Pedofilia in rete, così gli utenti possono aiutare Europol nelle indagini

Pedofilia in rete, così gli utenti possono aiutare Europol nelle indagini
13 Marzo Mar 2018 13 marzo 2018

Si chiama “Stop Child Abuse – Trace an Object” ed è la pagina web con cui gli internauti possono aiutare l'Europol a risolvere i casi di pedofilia rimasti insoluti

Una maglietta, un deodorante, un flacone di sapone per i piatti.

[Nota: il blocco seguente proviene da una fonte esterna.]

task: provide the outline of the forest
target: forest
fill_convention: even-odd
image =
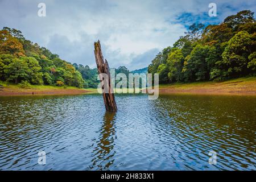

Oggetti di uso comune ma anche segni particolari delle scene dei crimini peggiori: quelli sui minori. Sono spesso relegati in secondo piano, appoggiati su un mensola, dimenticati nei meandri di qualche squallida stamberga dove si consumano le violenze. Si vedono appena e possono aiutare gli inquirenti ad assicurare i pedofili alla giustizia.

Nasce con questo spirito la pagina web “Stop Child Abuse – Trace an Object” di Europol, dove vengono pubblicate le immagini estrapolate dai contenuti pedopornografici che circolano in rete. Sono milioni quelli in cui giornalmente s’imbattono le forze dell’ordine senza riuscire a dare un nome alle vittime o ai loro carnefici. Proprio per questo la polizia europea ha deciso di chiedere aiuto al “pubblico” del web perché, come si legge sulla pagina dedicata all’iniziativa, “più occhi possono portare più indizi e contribuire a salvare questi bambini”.

L’esperimento è partito a giugno dello scorso anno con i primi 20 fotogrammi. Da allora 18.300 persone hanno partecipato alle indagini, aiutando gli investigatori del Centro Europeo per il Cybercrimine (Ec3) a riconoscere 70 oggetti di cui “25 sono stati individuati come provenienti da un solo Paese di produzione o da una manciata di Stati”, scrive l’Europol. Così “possiamo essere quasi certi che l’immagine contenente l’abuso sessuale nei confronti dei minori è avvenuto in quei Paesi”. Mentre “45 immagini non hanno portato a un luogo specifico perché sono oggetti presenti in molti Paesi del mondo”.

#StopChildAbuse webpage https://t.co/e5u0sQioWu
20 objects featured on child abuse materials. Do you recognise them?#TraceAnObject pic.twitter.com/XKfJ4dDkMs

— Europol (@Europol) 1 giugno 2017

Nei casi in cui è stato possibile localizzare gli oggetti e quindi individuare il Paese dove si è consumato l’abuso, l’Europol ha provveduto a mettersi in contatto con le autorità competenti a livello nazionale. “Ci sono numerose indagini in corso”, spiega l’agenzia europea, e “anche se sono molto difficili e possono richiedere mesi o anni, gli indizi raccolti tramite Trace an Object possono essere fondamentali per far partire approfondimenti o collegare prove differenti”.

L’ultima tranche di oggetti è stata pubblicata qualche settimana fa, tra le immagini è possibile distinguere un porta fazzoletti di cartone, alcune lozioni, un biberon accanto a dei flaconi medicinali e via dicendo. Tutti possono dare il loro contributo, anche in forma anonima, navigando sulla pagina web e cliccando sull’oggetto di cui si pensa di riconoscere la provenienza. In automatico apparirà un box azzurro con la scritta “invia informazioni”. Non resta che provare e mettere il proprio intuito al servizio di una buona causa.